Von Dennis Lotzmann 18.12.2001, 18:40

Bitterfeld/MZ. - Der Blick ins Leben des jungen und tatendurstigen Wolfeners, der sich einerseits umfangreichere Gedanken um die DDR machte als viele Mitschüler, den andererseits aber auch noch die Naivität eines 19-jährigen Schülers kennzeichnete, ist 180 Seiten stark: Autor Paul Werner Wagner stellte unter dem Titel "Rebellion gegen die Enge" den 14. Band der Reihe "Betroffene erinnern sich" vor, den die Landesbeauftragte für Stasiunterlagen, Edda Ahrberg, heraus gibt.

Für die sichtlich interessierten Schüler der 13. Klasse waren das gut zwei Stunden Deutschunterricht mit spannendem historischen Anstrich. Schließlich kennen die Gymnasiasten das, was Wagner da hervor kramte, bestenfalls vom Hörensagen: Mauertote, der Versuch des ideologischen Gleichschaltens auf die Linie der SED, das Gefangensein im Käfig DDR. Vieles hatte Wagner damals als Schüler erlebt und verabscheut.

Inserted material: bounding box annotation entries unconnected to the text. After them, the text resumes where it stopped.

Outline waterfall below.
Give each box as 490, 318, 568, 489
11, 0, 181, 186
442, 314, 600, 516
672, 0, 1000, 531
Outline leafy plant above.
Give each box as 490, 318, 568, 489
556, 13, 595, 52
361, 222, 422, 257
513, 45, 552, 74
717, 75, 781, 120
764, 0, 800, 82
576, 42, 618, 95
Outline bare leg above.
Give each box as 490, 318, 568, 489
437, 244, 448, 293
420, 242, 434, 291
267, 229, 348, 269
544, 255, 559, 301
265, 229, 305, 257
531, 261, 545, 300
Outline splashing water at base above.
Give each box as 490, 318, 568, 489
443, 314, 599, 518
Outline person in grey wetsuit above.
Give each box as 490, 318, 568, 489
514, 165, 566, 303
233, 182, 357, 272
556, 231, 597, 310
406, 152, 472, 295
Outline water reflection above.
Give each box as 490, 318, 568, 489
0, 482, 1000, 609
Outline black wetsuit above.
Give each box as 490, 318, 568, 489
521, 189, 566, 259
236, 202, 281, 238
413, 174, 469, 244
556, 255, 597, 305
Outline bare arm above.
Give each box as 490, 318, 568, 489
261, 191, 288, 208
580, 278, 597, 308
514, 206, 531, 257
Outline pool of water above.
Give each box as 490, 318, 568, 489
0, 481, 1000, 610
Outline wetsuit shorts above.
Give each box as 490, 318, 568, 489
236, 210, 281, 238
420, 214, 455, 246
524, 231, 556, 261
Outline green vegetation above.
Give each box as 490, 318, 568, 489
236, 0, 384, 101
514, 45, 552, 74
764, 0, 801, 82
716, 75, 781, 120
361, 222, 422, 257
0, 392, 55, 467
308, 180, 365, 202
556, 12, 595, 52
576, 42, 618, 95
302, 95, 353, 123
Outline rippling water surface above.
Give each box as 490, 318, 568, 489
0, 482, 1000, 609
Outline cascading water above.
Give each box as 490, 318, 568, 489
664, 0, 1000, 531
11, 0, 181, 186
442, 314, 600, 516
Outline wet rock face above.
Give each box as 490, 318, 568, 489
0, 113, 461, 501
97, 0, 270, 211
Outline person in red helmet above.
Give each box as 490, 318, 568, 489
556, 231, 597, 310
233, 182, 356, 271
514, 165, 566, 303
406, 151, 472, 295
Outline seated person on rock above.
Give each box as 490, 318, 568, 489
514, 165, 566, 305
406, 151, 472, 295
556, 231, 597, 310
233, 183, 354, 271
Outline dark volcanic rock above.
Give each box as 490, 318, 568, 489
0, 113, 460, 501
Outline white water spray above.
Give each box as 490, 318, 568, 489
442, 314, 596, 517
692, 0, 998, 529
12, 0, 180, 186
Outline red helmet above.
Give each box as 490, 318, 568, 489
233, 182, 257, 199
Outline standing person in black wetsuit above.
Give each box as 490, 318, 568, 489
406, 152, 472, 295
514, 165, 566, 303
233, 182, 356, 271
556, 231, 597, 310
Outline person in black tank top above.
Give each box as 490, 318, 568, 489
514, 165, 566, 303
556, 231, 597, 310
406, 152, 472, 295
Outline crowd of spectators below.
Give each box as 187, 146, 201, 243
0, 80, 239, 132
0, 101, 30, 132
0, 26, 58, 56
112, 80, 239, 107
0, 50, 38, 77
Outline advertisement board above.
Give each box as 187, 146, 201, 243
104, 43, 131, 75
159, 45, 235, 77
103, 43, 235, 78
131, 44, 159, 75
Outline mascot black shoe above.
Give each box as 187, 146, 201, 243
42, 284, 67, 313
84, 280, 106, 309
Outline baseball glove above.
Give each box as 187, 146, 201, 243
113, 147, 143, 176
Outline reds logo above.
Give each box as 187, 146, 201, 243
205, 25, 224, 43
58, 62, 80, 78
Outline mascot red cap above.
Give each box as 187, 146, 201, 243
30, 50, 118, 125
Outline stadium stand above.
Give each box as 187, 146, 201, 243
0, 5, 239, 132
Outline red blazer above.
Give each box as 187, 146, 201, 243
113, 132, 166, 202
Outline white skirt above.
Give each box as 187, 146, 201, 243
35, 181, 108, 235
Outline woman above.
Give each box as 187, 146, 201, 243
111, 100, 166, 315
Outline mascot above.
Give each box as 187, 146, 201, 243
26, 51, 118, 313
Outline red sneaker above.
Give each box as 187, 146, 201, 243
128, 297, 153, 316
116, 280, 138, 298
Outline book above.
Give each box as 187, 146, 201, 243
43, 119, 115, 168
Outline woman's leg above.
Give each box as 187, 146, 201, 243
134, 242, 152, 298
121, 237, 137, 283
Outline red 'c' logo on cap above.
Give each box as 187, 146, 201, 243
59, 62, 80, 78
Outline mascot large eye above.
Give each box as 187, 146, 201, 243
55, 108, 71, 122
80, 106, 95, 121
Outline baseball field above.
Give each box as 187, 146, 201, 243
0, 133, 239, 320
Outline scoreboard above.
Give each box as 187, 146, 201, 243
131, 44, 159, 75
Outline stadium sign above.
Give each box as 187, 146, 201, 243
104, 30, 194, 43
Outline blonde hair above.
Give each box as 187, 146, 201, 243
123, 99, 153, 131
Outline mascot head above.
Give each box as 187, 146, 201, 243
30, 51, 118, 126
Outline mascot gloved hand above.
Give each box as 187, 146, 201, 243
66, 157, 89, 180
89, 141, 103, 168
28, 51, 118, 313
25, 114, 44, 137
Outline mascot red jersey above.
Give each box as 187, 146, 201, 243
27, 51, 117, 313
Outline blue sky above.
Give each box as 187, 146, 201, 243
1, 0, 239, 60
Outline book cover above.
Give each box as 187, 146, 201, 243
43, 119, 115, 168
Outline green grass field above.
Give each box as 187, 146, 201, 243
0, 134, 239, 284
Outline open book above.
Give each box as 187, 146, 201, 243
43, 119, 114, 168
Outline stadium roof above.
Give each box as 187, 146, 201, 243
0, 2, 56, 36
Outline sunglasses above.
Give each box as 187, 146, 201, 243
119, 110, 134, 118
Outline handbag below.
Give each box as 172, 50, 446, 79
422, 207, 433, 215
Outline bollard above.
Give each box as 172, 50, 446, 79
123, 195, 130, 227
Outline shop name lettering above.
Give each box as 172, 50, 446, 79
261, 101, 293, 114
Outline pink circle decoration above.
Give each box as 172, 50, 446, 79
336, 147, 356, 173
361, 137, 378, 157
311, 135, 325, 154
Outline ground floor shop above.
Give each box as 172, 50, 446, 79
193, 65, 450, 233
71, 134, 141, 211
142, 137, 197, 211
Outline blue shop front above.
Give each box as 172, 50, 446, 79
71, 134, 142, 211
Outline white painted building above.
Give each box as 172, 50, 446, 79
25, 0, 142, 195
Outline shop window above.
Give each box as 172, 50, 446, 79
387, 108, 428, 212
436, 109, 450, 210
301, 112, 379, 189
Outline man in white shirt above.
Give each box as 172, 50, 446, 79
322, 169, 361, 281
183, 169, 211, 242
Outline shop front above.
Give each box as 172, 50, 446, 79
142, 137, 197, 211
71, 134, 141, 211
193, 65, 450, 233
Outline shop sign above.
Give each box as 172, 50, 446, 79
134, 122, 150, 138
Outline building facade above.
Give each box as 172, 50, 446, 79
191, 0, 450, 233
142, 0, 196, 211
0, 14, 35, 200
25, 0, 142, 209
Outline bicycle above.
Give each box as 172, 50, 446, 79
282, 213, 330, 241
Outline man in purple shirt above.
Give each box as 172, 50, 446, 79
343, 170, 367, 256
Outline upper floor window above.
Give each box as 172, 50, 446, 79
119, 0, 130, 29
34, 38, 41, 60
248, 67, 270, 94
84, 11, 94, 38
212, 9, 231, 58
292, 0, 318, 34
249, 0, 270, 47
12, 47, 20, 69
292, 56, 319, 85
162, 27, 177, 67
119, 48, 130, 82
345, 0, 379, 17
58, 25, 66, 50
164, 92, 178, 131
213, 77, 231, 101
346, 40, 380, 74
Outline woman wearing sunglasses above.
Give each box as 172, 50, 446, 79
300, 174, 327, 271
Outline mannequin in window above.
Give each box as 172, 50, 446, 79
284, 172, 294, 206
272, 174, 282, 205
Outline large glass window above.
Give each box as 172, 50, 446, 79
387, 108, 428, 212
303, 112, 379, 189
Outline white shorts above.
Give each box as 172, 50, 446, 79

Deshalb nutzte er zusammen mit zwei Freunden in den 60-er Jahren den Ausbildungsteil in der LPG Löberitz, um die Vision einer eigenen Partei der Wirklichkeit näher zu bringen. Doch übers Programm sei die "Progressive Deutsche Freiheitspartei" nie hinaus gekommen, schmunzelte Wagner gestern. Doch wegen jenes Programms sollte dem heutigen Historiker vor über drei Jahrzehnten das Lachen noch vergehen. . .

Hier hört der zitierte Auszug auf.